その言葉は預ける理由を正当化していると言われればそれまでだけれど、私はこの意見に妙に納得したし、当時とても背中を押された。いま自分が向き合っているのは、保育園に預けるか否かという選択ではなく、今目の前にいるわが子にどういう人生を歩んでほしいかを考えるということなんだと思ったから。

そんなふうに思考を転換すると、それまで悩みに埋もれていた未来へのポジティブな野望が疼いた。

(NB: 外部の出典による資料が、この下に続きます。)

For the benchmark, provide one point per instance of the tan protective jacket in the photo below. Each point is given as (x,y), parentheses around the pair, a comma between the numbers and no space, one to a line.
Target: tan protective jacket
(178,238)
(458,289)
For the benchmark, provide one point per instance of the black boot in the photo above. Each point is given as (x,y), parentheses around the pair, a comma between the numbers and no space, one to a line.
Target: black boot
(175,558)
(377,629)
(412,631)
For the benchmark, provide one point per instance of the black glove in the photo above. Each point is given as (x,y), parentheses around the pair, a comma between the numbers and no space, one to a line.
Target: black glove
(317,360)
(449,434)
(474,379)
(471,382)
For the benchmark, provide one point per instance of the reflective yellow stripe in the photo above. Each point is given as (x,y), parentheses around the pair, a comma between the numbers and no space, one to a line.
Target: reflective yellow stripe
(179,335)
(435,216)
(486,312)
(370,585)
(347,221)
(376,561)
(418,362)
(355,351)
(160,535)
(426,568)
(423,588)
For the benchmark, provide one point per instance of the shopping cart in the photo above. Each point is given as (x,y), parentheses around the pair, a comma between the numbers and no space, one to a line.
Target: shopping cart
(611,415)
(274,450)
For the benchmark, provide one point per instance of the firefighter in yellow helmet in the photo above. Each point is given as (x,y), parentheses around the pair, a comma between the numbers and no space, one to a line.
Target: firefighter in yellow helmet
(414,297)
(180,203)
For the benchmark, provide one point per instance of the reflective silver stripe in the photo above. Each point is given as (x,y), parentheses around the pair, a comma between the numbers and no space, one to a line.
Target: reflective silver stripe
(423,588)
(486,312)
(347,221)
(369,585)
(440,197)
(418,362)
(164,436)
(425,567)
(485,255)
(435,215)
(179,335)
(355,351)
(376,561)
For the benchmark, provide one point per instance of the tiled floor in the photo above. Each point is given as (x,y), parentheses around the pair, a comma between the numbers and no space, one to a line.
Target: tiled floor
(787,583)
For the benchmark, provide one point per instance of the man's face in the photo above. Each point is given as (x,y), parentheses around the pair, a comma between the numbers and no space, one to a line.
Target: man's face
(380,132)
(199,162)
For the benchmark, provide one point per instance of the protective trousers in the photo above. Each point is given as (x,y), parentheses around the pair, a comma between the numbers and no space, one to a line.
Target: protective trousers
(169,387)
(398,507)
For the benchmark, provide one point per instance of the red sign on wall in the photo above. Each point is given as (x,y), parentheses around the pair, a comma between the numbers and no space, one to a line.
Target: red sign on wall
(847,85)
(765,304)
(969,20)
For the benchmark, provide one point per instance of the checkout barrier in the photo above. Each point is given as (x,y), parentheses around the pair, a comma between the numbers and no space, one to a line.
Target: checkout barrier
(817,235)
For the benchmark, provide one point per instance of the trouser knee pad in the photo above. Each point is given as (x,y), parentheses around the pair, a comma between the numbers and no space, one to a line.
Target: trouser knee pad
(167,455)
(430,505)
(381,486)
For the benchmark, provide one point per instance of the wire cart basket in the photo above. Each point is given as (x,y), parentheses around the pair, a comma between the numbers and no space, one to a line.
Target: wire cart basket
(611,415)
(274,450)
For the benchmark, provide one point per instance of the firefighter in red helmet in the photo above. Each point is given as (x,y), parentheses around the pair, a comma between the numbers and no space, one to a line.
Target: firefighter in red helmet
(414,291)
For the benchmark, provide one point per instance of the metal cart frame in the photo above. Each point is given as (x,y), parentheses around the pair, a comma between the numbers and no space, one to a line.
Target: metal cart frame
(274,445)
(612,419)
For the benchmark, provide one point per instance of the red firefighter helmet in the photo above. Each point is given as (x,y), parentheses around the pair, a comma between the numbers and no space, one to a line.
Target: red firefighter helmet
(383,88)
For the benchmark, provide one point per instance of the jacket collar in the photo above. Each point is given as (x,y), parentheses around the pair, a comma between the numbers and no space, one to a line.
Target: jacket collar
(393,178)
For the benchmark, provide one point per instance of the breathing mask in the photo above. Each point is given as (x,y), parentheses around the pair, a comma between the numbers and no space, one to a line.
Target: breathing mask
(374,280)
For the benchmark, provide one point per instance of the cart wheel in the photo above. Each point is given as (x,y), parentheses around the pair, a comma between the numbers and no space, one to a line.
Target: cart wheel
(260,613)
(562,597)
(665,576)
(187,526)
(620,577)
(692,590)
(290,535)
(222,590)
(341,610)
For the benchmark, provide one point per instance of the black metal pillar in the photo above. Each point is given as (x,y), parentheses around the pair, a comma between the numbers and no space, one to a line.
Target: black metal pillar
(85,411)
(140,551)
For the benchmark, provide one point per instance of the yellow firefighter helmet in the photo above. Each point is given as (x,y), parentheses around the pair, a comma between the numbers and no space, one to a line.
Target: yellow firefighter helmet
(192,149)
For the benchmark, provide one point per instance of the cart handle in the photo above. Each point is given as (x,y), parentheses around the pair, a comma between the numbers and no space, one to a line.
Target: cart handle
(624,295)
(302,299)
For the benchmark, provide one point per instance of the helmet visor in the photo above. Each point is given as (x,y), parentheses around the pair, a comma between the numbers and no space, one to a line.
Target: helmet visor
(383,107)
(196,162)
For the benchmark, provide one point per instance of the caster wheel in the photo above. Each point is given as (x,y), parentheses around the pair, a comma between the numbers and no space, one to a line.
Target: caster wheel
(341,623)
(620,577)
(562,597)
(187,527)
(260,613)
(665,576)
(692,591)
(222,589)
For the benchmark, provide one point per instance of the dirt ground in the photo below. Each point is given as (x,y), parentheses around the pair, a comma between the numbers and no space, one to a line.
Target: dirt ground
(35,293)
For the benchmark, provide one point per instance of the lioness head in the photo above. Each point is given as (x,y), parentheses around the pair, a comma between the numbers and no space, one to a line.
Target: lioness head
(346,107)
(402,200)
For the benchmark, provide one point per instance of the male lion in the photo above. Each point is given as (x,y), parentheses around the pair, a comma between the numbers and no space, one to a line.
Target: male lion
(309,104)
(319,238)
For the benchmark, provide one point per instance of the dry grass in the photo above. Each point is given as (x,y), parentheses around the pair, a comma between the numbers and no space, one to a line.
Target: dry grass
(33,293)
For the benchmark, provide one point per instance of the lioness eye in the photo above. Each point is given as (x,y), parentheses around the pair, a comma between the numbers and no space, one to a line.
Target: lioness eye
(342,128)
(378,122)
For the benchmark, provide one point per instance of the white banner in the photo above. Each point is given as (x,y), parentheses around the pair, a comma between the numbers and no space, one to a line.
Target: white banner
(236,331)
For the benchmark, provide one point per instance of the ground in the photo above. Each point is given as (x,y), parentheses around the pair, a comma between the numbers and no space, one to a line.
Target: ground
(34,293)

私は働く自分の背中を子供に見せたいし、家にいる自分と別の顔を持つことで「お母さんってカッコイイ」と何歳になっても思われたい。経済的に余裕を持つことで子供の世界を広げられるかもしれないし、もちろんお金だけじゃない、私が働くことで得られる体験や学びがダイレクトに子育てに生きることだってあるかもしれないと。

少し先の未来を考えることで、家族として進むべき方向が見えた。モヤモヤをぶつけていたパートナーともしっかり話し合い、保育園に預けるという選択について、子供にも胸を張って説明できると思えた。

いま思えば、私が平日の昼間に見かけて「いいなあ」とうらやましく感じた親子は、本当は毎日保育園に通っていてたまたまその日がお休みだっただけなのかもしれない。貴重な時間をめいっぱい楽しんでいただけなのかもしれない。

家族のことはその家族にしか分からないし、正解もない。周りを見て一喜一憂する必要なんてないのだ。そのことに気づくまで、少しだけ時間がかかった。

あれから4年がたちましたよっと

そんなことに悩んでいた日々から、気づけば4年という月日がたっていた(!)。寝返りもままならなかった息子は4歳になり、仲良しのお友達と早く遊びたいと夢中で保育園に駆けていく。私は2歳になったばかりの娘を抱っこして、慌ててその背中を追いかける。12月生まれの娘は、兄の入園よりもさらに早い生後3カ月の春、保育園に入ることになった。

二人目の子供に関してはあっさりと……と言いたいところだが、やっぱり葛藤はあった。だからどんなに沢山子育てを経験したとしても、この悩みは避けられないものなんだと思う。だけど、0歳3カ月の娘を連れて保育園の面談に行ったとき、「こんなに小さい子は5年ぶり!」とうれしそうに集まる保育士さんたちの姿を見て、兄のときと同じように安堵した。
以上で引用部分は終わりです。